1866 in sports describes the year's events in world sport.

==Association football==
Events
- Foundation of Upton Park F.C.

==Athletics==
Events
- The Amateur Athletics Club (AAC) is founded and becomes the governing body of athletics in the United Kingdom, hosting the first national championships and introducing a definition of "amateur" that will determine eligibility for athletics competitions until the late 20th century.

==Baseball==
National championship
- National Association of Base Ball Players champion – Brooklyn Atlantics
Events
- National Association membership triples and geographic scope explodes, from Fort Leavenworth, Kansas to Portland, Maine. The association hears cases of professionalism at the center and there is no longer a clear and official NABBP champion.

==Boxing==
Events
- 6 August — Jem Mace defeats Joe Goss in the 21st round and reclaims the vacant English Championship.
- 19 September — Mike McCoole defeats Bill Davis in the 34th round at Rhodes Point, near St Louis, and underlines his claim to the American Championship.

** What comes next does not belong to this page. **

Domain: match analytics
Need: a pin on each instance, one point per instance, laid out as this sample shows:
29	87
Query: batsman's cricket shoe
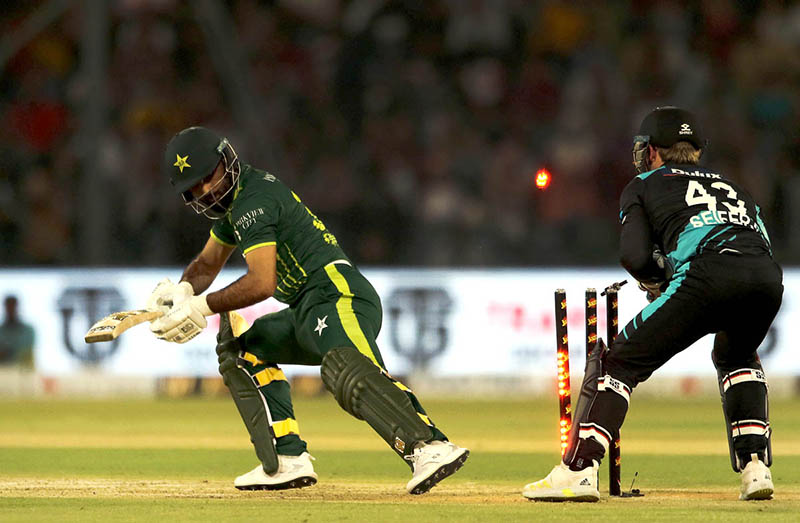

The third claimant Jimmy Elliott does not fight anyone this year.

==Cricket==
Events
- George Wootton's tally of 119 wickets establishes a new record for an English season.
England
- Most runs – Harry Jupp 1,140 @ 31.66 (HS 165)
- Most wickets – George Wootton 119 @ 14.09 (BB 8–69)

==Golf==
Major tournaments
- British Open – Willie Park senior

==Horse racing==
Events
- Inaugural running of the Irish Derby Stakes at The Curragh is won by Selim
England
- Grand National – Salamander
- 1,000 Guineas Stakes – Repulse
- 2,000 Guineas Stakes – Lord Lyon
- The Derby – Lord Lyon
- The Oaks – Tormentor
- St. Leger Stakes – Lord Lyon
Australia
- Melbourne Cup – The Barb
Canada
- Queen's Plate – Beacon
Ireland
- Irish Derby Stakes – Selim

==Rowing==
The Boat Race
- 24 March — Oxford wins the 23rd Oxford and Cambridge Boat Race

==Rugby football==
Events
- Foundation of Harlequins FC, Rochdale Hornets and Swinton RLFC

==Yacht racing==
The American schooners Vesta, Henrietta and Fleetwing cross the Atlantic Ocean from Sandy Hook to the Needles, Isle of Wight in the first organised offshore race. The Henrietta, owned by 21-year-old James Gordon Bennett, Jr., and captained by Samuel S. Samuels won the race in 13 days, 21 hours and 55 minutes.